Tap water is just as good for you as bottled water. 40% of bottled waters are just tap water with some added ingredients.If you must buy bottled water be sure to read the label.

Bottled water label items:

Artesian, ground, spring, well water: These may or may not be treated, spring is collected as it comes to the surface, the rest of these comes from wells except ground water which may be collected either way.

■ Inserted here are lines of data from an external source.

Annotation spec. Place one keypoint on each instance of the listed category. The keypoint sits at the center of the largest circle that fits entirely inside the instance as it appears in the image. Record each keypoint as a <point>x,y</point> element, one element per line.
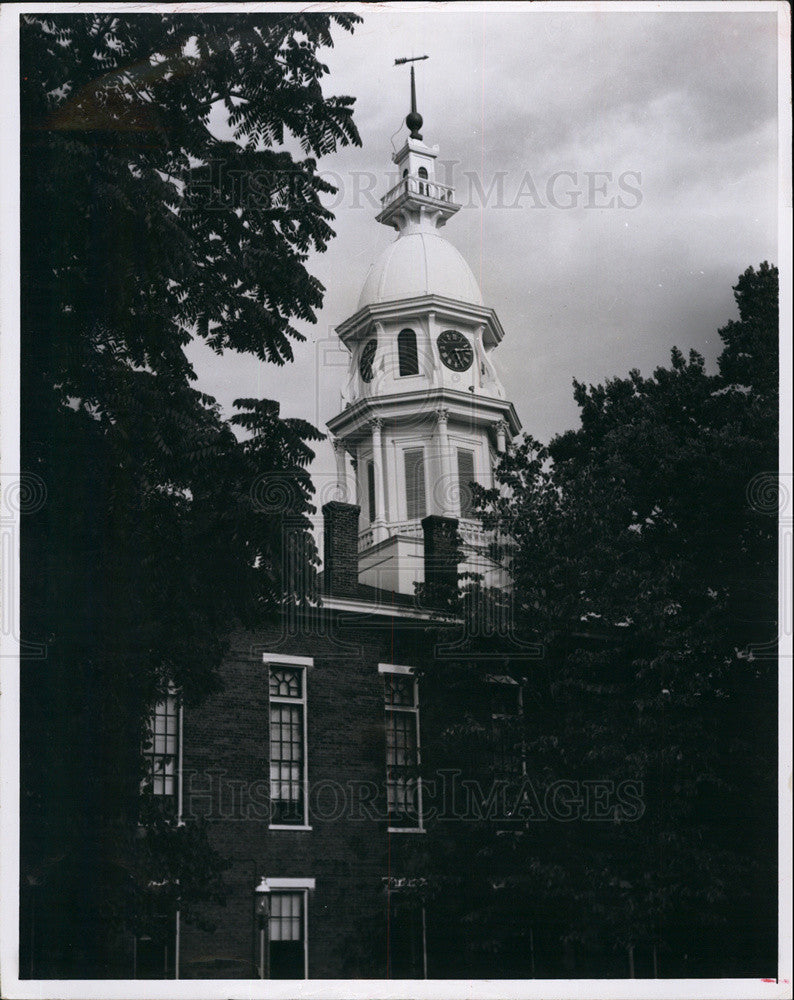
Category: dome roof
<point>419,263</point>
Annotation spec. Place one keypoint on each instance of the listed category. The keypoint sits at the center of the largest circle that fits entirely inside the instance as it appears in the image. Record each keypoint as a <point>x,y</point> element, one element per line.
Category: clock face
<point>366,359</point>
<point>455,350</point>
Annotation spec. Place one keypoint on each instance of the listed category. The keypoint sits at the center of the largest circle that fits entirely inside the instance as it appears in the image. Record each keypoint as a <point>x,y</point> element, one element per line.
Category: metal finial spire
<point>413,119</point>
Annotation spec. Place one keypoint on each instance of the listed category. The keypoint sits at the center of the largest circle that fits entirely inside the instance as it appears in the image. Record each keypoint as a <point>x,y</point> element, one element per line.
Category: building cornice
<point>463,407</point>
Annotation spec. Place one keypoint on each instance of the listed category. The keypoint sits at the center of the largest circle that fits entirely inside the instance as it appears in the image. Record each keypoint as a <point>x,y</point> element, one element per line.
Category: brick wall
<point>349,855</point>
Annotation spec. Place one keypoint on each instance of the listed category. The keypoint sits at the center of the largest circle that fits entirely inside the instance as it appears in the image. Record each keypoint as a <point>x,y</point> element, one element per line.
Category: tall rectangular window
<point>163,747</point>
<point>465,479</point>
<point>287,935</point>
<point>287,745</point>
<point>371,490</point>
<point>403,784</point>
<point>415,483</point>
<point>507,737</point>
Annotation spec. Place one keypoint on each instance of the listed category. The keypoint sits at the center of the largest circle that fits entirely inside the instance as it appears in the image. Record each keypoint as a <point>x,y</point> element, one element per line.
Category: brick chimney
<point>442,555</point>
<point>340,549</point>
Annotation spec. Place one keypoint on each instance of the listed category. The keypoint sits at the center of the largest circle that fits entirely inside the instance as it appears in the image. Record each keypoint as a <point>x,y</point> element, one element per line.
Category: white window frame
<point>172,692</point>
<point>403,478</point>
<point>301,663</point>
<point>302,885</point>
<point>507,681</point>
<point>396,668</point>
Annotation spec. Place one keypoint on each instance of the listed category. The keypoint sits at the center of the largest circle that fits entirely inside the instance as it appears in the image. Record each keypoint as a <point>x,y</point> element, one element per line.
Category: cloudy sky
<point>681,106</point>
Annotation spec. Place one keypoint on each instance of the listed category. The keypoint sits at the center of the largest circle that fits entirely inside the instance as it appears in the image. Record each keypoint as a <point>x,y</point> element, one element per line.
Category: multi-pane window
<point>415,483</point>
<point>287,745</point>
<point>287,935</point>
<point>465,479</point>
<point>407,352</point>
<point>403,785</point>
<point>507,742</point>
<point>163,747</point>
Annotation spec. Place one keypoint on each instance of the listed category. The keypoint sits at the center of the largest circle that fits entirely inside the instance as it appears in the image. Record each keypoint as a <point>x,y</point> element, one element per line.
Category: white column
<point>501,435</point>
<point>379,525</point>
<point>446,488</point>
<point>341,469</point>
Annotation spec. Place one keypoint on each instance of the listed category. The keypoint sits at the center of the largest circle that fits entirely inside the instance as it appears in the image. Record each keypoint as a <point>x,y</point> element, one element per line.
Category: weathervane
<point>413,119</point>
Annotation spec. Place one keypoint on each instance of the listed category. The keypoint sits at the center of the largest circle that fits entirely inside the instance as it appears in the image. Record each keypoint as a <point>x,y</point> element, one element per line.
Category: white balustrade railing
<point>470,531</point>
<point>417,185</point>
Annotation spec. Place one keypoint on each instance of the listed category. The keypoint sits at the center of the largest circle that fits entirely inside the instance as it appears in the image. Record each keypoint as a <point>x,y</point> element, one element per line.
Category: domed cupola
<point>416,264</point>
<point>425,413</point>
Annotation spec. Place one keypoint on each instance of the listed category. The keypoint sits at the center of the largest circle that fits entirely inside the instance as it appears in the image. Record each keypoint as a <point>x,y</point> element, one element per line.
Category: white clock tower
<point>425,413</point>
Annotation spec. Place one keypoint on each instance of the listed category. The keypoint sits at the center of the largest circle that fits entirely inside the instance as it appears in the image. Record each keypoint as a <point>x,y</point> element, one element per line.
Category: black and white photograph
<point>397,501</point>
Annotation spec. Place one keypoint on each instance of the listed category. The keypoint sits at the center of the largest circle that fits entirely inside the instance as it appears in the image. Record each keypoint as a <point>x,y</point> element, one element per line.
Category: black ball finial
<point>414,122</point>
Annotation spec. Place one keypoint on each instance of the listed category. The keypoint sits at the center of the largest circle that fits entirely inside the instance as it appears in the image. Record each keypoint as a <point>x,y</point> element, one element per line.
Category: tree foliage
<point>143,227</point>
<point>642,549</point>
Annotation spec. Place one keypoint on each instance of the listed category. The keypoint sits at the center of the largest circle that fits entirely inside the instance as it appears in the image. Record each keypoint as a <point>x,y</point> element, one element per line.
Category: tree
<point>141,229</point>
<point>642,550</point>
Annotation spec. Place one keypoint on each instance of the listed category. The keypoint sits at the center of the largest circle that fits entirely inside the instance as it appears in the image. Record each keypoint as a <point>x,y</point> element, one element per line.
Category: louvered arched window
<point>406,349</point>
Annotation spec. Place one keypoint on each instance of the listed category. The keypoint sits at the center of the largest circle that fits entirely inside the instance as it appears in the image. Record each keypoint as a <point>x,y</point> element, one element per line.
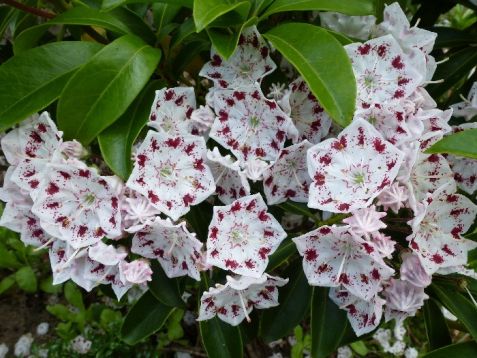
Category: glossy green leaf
<point>220,340</point>
<point>206,11</point>
<point>120,21</point>
<point>323,63</point>
<point>165,289</point>
<point>463,144</point>
<point>349,7</point>
<point>294,300</point>
<point>436,328</point>
<point>73,295</point>
<point>101,91</point>
<point>458,66</point>
<point>26,279</point>
<point>457,304</point>
<point>6,283</point>
<point>459,350</point>
<point>328,324</point>
<point>34,79</point>
<point>117,140</point>
<point>146,317</point>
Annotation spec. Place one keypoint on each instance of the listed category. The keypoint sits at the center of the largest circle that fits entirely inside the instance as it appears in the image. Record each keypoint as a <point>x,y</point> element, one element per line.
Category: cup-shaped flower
<point>249,63</point>
<point>383,72</point>
<point>364,316</point>
<point>242,235</point>
<point>176,249</point>
<point>171,172</point>
<point>437,229</point>
<point>332,256</point>
<point>77,205</point>
<point>350,171</point>
<point>249,125</point>
<point>234,301</point>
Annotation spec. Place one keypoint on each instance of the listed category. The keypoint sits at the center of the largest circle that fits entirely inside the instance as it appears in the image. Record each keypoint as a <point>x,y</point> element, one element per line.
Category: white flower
<point>235,300</point>
<point>23,346</point>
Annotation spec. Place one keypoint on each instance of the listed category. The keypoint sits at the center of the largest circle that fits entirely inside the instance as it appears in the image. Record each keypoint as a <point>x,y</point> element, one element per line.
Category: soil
<point>20,314</point>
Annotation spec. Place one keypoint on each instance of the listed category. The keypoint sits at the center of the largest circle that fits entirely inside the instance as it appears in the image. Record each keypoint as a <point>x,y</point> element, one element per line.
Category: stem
<point>29,9</point>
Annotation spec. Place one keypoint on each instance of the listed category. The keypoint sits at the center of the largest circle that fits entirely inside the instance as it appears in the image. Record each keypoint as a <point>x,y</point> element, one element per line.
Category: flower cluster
<point>374,176</point>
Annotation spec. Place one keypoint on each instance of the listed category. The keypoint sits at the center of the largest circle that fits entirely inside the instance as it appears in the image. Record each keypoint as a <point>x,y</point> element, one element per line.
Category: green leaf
<point>37,77</point>
<point>323,63</point>
<point>73,295</point>
<point>117,140</point>
<point>457,304</point>
<point>60,311</point>
<point>120,21</point>
<point>459,350</point>
<point>462,144</point>
<point>348,7</point>
<point>436,328</point>
<point>294,300</point>
<point>458,66</point>
<point>165,289</point>
<point>101,91</point>
<point>206,11</point>
<point>6,283</point>
<point>146,317</point>
<point>26,279</point>
<point>220,339</point>
<point>328,324</point>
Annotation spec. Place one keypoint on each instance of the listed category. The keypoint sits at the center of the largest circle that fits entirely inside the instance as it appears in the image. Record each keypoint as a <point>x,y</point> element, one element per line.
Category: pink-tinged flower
<point>332,256</point>
<point>77,205</point>
<point>176,249</point>
<point>436,125</point>
<point>437,228</point>
<point>250,125</point>
<point>350,171</point>
<point>382,70</point>
<point>464,169</point>
<point>137,211</point>
<point>172,109</point>
<point>235,300</point>
<point>249,63</point>
<point>288,177</point>
<point>135,272</point>
<point>358,27</point>
<point>394,197</point>
<point>396,23</point>
<point>73,149</point>
<point>171,172</point>
<point>429,173</point>
<point>403,299</point>
<point>36,138</point>
<point>364,316</point>
<point>309,117</point>
<point>242,235</point>
<point>468,108</point>
<point>383,244</point>
<point>230,182</point>
<point>412,271</point>
<point>106,254</point>
<point>365,221</point>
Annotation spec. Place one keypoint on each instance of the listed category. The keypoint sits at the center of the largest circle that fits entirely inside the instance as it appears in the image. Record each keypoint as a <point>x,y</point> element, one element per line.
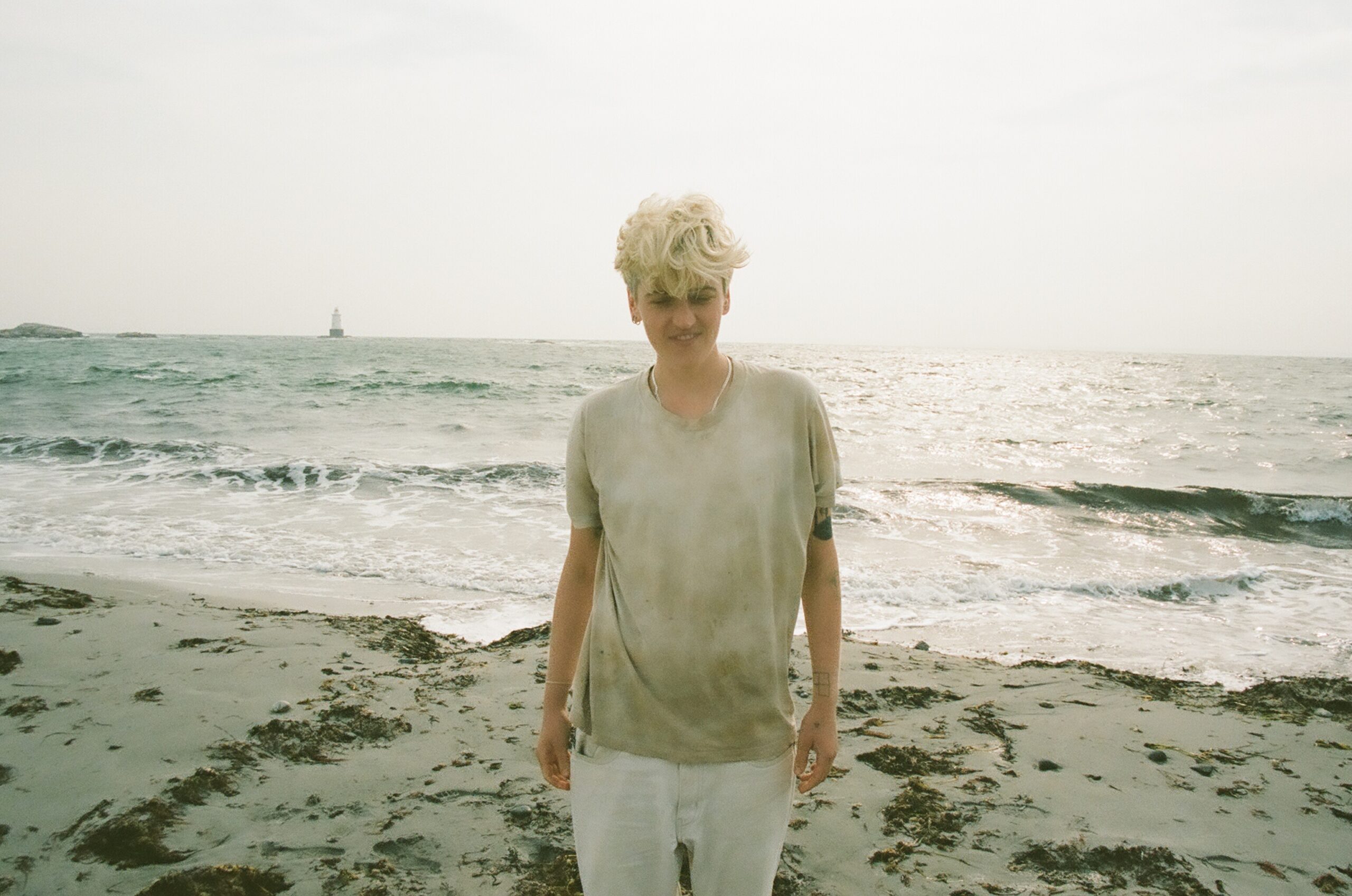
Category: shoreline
<point>139,744</point>
<point>426,603</point>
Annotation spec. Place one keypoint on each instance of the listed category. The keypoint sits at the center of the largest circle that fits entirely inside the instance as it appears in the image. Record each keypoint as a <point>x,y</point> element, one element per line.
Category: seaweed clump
<point>524,637</point>
<point>45,597</point>
<point>398,636</point>
<point>195,788</point>
<point>905,761</point>
<point>134,837</point>
<point>856,704</point>
<point>925,815</point>
<point>983,721</point>
<point>1111,866</point>
<point>551,873</point>
<point>26,707</point>
<point>1155,687</point>
<point>1293,699</point>
<point>220,880</point>
<point>339,725</point>
<point>916,698</point>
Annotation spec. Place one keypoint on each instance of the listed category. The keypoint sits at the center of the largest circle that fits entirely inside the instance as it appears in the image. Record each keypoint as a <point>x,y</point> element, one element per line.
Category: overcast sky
<point>1139,176</point>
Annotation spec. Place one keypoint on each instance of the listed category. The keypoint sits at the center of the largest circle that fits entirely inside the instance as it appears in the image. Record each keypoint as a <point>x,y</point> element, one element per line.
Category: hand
<point>815,734</point>
<point>552,749</point>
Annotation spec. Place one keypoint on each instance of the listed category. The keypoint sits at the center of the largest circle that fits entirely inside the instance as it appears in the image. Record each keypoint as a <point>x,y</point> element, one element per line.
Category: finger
<point>814,778</point>
<point>801,757</point>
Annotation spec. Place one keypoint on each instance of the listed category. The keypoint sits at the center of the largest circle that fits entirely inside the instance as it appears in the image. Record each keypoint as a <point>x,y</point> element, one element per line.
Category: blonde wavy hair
<point>680,244</point>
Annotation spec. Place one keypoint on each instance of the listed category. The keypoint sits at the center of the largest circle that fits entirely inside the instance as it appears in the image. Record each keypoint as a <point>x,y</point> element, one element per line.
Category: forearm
<point>822,618</point>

Distilled water: Steam from boiling water is recondensed then bottled. This kills microbes and removes minerals, but ruins the flavor of the water.

Mineral water: Ground water containing 250 ppm of dissolved solids.

Purified: Water that is free of chemicals, no more than 10 ppm of dissolved solids.

Sterile water: Free of all microbes.

Glacier water, mountain water: This has no meaning, these are just marketing terms.

Micron filtration: Water filtered through screens with small holes to filter out microbes and chemicals.

Ozonation: Water is distilled using ozone to kill microbes.

Reverse osmosis: Water is forced under pressure through membrane removing all microbes, minerals, and chemicals.

Ultraviolet light: Water is passed through uv light killing most microbes.